One email from the leader's office suggests that Mr Corbyn's director of strategy and communications, Seumas Milne, was behind Mr Corbyn's reluctance to take a prominent role in Labour's campaign to keep the UK in the EU. One email, discussing one of the leader's speeches, said it was because of the "hand of Seumas. If he can't kill it, he will water it down so much to hope nobody notices it".
A series of messages dating back to December seen by the BBC shows correspondence between the party leader's office, the Labour Remain campaign and Labour HQ, discussing the European campaign. It shows how a sentence talking about immigration was removed on one occasion and how Mr Milne refused to sign off a letter signed by 200 MPs after it had already been approved.

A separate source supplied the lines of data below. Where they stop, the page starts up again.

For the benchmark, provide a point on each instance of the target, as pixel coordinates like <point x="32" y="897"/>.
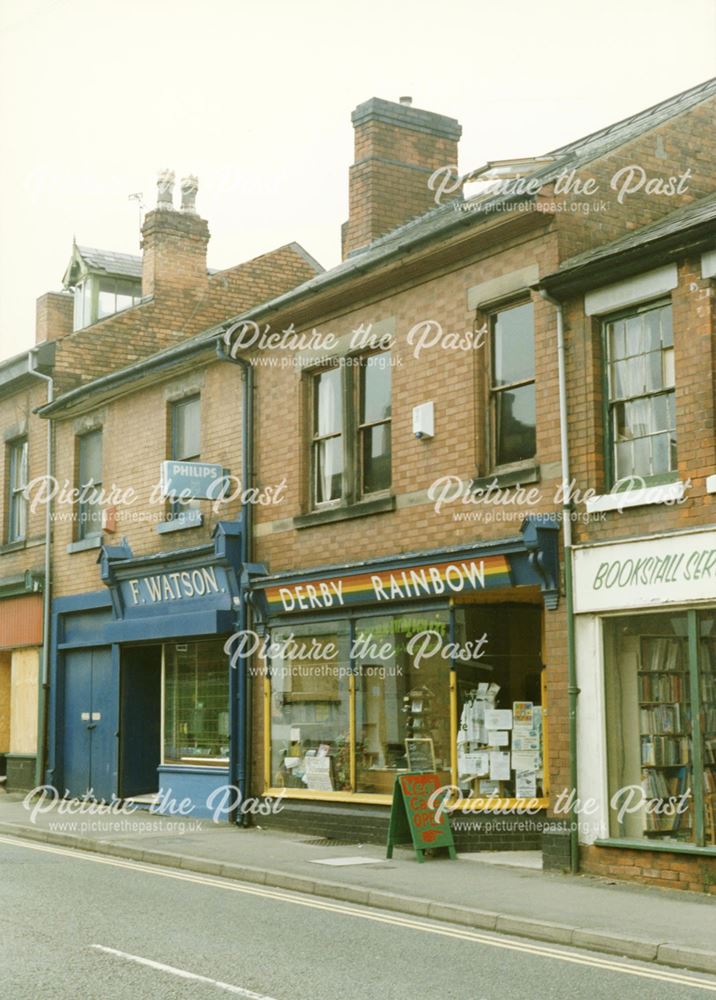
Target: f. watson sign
<point x="649" y="572"/>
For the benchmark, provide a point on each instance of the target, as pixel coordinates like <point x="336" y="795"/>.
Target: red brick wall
<point x="663" y="868"/>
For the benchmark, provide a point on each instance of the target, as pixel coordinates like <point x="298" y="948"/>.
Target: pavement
<point x="81" y="924"/>
<point x="667" y="927"/>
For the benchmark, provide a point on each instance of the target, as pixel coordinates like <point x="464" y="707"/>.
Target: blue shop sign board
<point x="193" y="480"/>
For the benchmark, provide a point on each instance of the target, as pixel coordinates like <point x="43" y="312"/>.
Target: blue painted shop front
<point x="141" y="688"/>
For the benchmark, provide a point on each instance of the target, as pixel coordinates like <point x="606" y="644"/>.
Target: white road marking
<point x="182" y="973"/>
<point x="663" y="974"/>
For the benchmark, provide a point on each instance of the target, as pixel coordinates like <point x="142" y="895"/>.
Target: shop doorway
<point x="89" y="741"/>
<point x="140" y="720"/>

The documents show concern in Labour HQ and the Labour Remain campaign about Mr Corbyn's commitment to the campaign - one email says: "What is going on here?" Another email from Labour Remain sources to the leader's office complains "there is no EU content here - we agreed to have Europe content in it". Sources say they show the leader's office was reluctant to give full support to the EU campaign and how difficult it was to get Mr Corbyn to take a prominent role.
Mr Corbyn has insisted publicly that he campaigned hard to keep the country in the EU and that he made a number of speeches around the country, and attended many campaigning events. But many shadow cabinet ministers believe his performance in the campaign has shown that he is simply not capable of leading the party. One senior figure told me: "People have just had enough and are embarrassed to be part of it." Jeremy Corbyn's team are adamant that he will stand again for the leadership, and they believe the party's members would back him again.
He has had persuasive and vehement backing from the party's members who he energised last summer. But as the Labour Party reels from Thursday's result, it is not clear that support will be as solid as it was. MPs report that some of their members are contacting them to say they've changed their minds about Mr Corbyn. We'll see. It's possible that within days, both of our two main political parties will be looking for a new leader.
A spokesman for the Labour party said: "The leaks of these emails within the Labour Party are self-evidently politically motivated. This is the action of people who want to de-stabilise the leadership by attempting to demonstrate negative activity in the leader's office.
"The leaks themselves show no such thing, simply demonstrating the views of those whose emails are quoted.
"On the process of letter writing, of course it is normal practice in politics that drafts are amended. Any communications in the name of the Leader of the Labour Party are authorised by the leader's communications team and ultimately by the leader himself .
"Both Jeremy and his team worked hard to deliver his message of remain and reform. Given that the Labour Party was the only party that delivered a majority vote for the remain campaign among its own supporters, the criticisms of Jeremy Corbyn make little sense."